The van for our tour with Albert Hammond Jr. seems as though it will be called Party Whelan. Marty Whelan is an ancient Irish television personality who my mum once accused of dying his mustache. His only current employment would appear to be announcing the Eurovision Song Contest every year for Irish television. Apparently he also hosted a successful variety programme in the 1960s that was like American Bandstand but with less leg and more bodhran.
Party Whelan is earning its title because it’s the first van we’ve had with a kitchen table layout — seats facing each other and a table in between. It also has blue disco lights. It’s quite clearly a Party on Wheels, both in terms of architecture and décor. Party Whelan even has two trucker berths up behind the back seats, which, seeing as we acquired him from a longstanding musician’s van rental company, have almost certainly played host to a large amount of coitus and have almost certainly not been sufficiently cleaned afterwards. But that’s the sort of thing you have to expect in a van named Party Whelan.
So we’re currently zooming down the A1 in the bowels of Party Whelan listening to Paul Simon’s Graceland. It is in my estimation one of the best albums I know for driving when the sun is out. It is buoyant and gung-ho and optimistic, just like the essential nature of auto travel, but it’s elegiac too, like that twinge of sadness one can feel while hurtling along a superhighway past small towns they will never know.

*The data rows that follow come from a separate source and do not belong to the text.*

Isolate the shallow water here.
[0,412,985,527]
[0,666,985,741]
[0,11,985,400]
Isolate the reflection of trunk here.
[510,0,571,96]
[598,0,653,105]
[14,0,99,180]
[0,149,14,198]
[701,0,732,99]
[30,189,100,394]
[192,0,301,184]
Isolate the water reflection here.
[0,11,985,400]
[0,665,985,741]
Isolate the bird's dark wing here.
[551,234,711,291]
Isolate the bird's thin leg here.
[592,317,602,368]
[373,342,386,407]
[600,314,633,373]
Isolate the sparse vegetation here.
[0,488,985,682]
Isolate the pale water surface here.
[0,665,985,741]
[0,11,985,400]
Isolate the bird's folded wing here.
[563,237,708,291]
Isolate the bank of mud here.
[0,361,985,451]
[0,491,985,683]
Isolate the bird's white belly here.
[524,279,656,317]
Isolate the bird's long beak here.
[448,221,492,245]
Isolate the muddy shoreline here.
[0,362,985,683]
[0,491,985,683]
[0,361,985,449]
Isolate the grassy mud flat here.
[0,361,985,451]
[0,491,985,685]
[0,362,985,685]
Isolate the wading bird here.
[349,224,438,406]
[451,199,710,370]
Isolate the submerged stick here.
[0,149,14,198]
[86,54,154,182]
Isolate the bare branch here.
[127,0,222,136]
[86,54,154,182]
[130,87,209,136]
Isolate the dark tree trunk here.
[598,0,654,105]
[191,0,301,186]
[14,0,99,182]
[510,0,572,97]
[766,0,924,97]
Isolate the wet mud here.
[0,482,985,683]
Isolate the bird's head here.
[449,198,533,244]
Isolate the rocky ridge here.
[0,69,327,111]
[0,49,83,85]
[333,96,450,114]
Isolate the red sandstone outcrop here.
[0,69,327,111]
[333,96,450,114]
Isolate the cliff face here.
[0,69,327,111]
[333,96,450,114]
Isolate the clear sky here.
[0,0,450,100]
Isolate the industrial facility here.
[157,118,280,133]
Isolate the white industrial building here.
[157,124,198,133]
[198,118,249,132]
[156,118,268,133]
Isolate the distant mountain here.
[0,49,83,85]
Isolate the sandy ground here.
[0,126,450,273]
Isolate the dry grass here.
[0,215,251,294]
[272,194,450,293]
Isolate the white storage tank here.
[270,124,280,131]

Tonight we play a show in Newcastle, a city I have never been to but one that I have a fairly strong set of preconceptions about based on my knowledge of Margaret Thatcher’s premiership and Premiership football. I recall there was one feature length film set in Newcastle which starred a young boy who ended up playing for Newcastle but was subsequently undone by the city’s vibrant nightlife scene. So that sounds promising. But the sad truth, if my burgeoning catalog of touring experience is anything to go by, is that 80% of my opinion about Newcastle after tonight will be based on the availability and speed of wireless internet.